I can’t begin to count the number of times I have heard development teams say things like this:
- “We don’t have time to fix that.”
- “Product won’t let us fix our technical debt.”
- “All we do is build new features.”
Which I mentally translate to:
We don’t know how to explain the impact of our technical projects.
This post is an attempt to explain how quantifying Cost of Delay can help teams successfully understand and prioritize their technical project backlog.
Prioritization is key to ensuring that a company is investing in efforts that will sustainably grow the business. Product teams spend a tremendous amount of time working to understand and quantify project impacts so that financial benefits are maximized (or at least they should!).

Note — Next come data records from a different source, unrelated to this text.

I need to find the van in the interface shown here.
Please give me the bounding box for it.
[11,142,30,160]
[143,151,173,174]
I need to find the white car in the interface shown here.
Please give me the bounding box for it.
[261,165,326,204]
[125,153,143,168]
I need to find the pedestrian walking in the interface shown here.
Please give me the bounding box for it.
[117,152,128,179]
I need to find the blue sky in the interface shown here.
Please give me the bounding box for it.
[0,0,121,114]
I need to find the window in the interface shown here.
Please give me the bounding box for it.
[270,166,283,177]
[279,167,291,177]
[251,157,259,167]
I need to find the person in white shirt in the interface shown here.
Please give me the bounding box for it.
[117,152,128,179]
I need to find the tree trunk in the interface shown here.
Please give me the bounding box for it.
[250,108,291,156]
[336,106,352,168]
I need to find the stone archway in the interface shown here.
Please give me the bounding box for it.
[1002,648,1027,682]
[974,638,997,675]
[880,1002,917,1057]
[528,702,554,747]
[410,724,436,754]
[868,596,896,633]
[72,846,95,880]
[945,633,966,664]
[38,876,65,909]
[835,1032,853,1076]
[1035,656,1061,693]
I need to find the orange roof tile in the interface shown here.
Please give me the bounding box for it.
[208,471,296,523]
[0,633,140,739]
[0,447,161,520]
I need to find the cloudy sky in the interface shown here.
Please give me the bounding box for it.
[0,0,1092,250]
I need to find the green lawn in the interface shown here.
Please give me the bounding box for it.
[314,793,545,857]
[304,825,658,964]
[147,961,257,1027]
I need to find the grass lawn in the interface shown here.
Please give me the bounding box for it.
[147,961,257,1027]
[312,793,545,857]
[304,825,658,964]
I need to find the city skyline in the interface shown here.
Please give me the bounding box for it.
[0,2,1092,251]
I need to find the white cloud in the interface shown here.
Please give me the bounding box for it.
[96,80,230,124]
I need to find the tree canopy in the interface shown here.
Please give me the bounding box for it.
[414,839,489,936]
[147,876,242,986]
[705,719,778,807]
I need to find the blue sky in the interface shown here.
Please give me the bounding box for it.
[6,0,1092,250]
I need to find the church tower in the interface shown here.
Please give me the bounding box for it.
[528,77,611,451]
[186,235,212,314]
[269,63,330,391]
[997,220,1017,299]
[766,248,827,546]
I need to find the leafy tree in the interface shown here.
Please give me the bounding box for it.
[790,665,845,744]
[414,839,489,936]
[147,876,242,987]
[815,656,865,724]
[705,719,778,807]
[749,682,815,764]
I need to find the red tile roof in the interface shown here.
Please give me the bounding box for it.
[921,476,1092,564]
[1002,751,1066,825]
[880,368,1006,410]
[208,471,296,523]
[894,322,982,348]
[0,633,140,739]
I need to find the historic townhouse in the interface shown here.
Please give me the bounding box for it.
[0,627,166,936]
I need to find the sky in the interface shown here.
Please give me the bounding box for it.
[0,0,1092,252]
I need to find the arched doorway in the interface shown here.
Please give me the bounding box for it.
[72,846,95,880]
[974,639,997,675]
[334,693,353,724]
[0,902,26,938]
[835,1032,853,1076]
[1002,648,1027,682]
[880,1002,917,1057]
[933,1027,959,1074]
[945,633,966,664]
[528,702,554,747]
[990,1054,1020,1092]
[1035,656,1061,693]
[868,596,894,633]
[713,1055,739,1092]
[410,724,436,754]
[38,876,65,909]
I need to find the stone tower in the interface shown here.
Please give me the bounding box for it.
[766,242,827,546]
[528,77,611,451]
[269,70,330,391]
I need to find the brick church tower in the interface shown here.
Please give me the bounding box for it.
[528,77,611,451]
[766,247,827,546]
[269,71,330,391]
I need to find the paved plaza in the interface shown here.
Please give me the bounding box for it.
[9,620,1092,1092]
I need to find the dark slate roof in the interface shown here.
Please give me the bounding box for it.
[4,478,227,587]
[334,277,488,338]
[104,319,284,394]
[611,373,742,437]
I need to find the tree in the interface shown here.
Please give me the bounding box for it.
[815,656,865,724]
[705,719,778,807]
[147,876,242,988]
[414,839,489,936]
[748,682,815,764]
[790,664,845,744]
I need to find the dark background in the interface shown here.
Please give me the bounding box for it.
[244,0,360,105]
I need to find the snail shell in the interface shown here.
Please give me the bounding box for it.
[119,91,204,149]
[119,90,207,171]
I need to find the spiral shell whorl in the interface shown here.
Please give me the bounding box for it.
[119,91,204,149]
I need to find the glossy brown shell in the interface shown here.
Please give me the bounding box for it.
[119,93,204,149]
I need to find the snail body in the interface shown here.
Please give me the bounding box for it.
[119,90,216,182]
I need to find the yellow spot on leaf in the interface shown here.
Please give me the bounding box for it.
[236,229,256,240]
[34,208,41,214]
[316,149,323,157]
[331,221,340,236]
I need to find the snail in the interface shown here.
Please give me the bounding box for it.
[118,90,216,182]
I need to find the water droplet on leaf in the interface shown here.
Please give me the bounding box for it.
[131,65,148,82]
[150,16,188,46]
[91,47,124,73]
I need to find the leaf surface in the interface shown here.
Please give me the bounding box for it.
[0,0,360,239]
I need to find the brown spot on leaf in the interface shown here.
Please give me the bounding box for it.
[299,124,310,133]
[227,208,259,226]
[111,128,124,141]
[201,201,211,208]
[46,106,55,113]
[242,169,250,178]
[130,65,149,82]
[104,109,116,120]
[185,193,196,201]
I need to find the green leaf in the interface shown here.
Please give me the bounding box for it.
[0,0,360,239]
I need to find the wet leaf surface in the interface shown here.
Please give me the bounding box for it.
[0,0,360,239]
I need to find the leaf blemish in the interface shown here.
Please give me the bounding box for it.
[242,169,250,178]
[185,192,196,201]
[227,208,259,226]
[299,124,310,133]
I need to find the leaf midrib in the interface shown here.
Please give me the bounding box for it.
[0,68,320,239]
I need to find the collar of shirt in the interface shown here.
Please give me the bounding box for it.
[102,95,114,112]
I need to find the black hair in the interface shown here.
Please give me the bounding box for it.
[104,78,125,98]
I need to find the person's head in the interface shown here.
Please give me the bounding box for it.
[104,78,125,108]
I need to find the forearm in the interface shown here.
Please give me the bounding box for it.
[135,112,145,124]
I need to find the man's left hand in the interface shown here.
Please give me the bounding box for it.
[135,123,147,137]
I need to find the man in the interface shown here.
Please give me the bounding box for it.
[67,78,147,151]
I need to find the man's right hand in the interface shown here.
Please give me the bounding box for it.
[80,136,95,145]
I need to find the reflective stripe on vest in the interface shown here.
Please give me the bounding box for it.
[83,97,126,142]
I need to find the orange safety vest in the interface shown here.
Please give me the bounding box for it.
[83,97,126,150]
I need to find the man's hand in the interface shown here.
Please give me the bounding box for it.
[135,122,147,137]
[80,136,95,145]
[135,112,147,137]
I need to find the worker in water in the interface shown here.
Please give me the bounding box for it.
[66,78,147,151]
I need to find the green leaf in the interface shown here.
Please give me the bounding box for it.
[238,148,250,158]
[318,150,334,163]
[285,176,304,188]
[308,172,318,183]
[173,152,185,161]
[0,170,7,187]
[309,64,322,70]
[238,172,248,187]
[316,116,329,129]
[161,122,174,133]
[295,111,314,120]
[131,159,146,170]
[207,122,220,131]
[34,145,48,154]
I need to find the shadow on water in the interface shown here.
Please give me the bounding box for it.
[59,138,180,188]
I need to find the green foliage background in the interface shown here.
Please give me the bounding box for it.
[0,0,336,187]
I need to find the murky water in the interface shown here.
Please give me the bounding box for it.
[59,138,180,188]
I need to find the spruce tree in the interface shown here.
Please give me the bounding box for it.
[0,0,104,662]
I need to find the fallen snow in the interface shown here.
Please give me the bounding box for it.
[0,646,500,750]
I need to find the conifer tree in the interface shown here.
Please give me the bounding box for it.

However, it’s not always the case that there is a corresponding understanding of the technical backlog — infrastructure projects, security upgrades, etc. Depending on the organizational structure, these projects may be in separate tools, spreadsheets, or simply in people’s heads. Even if there is a central technical project list, project benefits are often described in technical terms and may require in-depth system knowledge to appreciate. These inconsistencies make prioritizing technical projects within development a real challenge.
Outside of development, this lack of understanding becomes a bigger problem. When the Product team has already quantified the financial impacts of six months of feature development, hand-wavy technical project lists aren’t going to cut it.
With that in mind the question becomes: How can the impacts of technical projects be quantified such that they can be directly compared to other projects?
The term “Cost of Delay” captures the idea that you can quantify the financial impact of delaying work. It is measured in dollars / time unit, and should represent the total financial impact to the organization if a project is delayed for a single time unit.
I first came across the concept in the writings of Donald Reinertsen, shown here describing how he came to recommend quantifying the Cost of Delay to his customers.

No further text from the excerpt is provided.